I will never forget her, my in-law, adopted Aunt Gert. She symbolized for me the great resolve and sturdy determination of women who have seen too much but have learned to plant their feet firmly in the ground so that the wind could never blow them over. She had a tether inside to herself and I respected that. She may not have had tons of friends or cads of acquaintances but life had insisted that she find herself in the deepest of ways. She accepted you fully no matter who you were and refused to let judgment, opinions and labels deter her from her seat. She was a force in my eyes. I will always be grateful for the many lights she offered me and the way she never expected me to engage in trivial conversation but offered a deeper, silent connection instead. The threads of our reaching towards each other danced under the surface of our comments and gazes into nature and moved me in the deepest, most unpredictable of ways.

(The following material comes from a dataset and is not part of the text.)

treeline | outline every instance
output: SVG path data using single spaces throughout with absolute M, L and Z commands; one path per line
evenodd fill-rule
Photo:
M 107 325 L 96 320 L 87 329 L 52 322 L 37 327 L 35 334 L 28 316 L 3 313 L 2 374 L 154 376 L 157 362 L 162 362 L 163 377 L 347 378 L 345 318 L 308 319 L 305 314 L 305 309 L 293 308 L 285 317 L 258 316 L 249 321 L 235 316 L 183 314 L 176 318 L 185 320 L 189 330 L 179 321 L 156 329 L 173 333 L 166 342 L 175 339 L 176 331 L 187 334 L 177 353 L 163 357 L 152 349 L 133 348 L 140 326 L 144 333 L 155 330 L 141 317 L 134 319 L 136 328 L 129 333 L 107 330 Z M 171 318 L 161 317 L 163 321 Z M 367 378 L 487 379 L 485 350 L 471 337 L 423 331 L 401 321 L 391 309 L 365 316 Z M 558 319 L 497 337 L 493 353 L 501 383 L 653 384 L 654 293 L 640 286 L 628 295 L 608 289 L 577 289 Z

Today I see her, grinding her last butt into the ashtray and making her way through the doors into the warm house. If I could, I would build her a big thrown and sit her right up there on it. I’d make a soft platform so her short legs wouldn’t dangle in the air and she could rest her feet. I would sit down at her feet and give her all the glory she so graciously side stepped in her life, to the more worthy and noble. I would tell her all about the things she gave me as a woman and now single mother myself. I would tell her that I respect that she knew when her time was done and that I understood that she knew when she had had enough of it all already. I would take her little football body and give her big embrace. I would make her take it in for a moment, even if she struggled. I’d push past all the hard walls and heavy exteriors her life had insisted upon and tell her that… I saw her too. I’d tell her that I was in on her little secret and that I could really ‘see’ her, whether she liked it or not. I’d tell her I could see her, I respected her and thank her for all she had given me to carry on all these years later. I would tell her that labels aren’t really that useful and only serve to bolster the labeler. I would tell her that I think her life was indescribably noble and that I know, beyond a shadow if a doubt that her young granddaughters carry her firm stance and sturdy roots, in their bones. I’d make sure she hears me when I tell her that she wasn’t really alone and that all along we were holding hands under the surface, out there in the smoking section. I would tell Aunt Gert all of this, and then, I am completely certain, we would light up a smoke.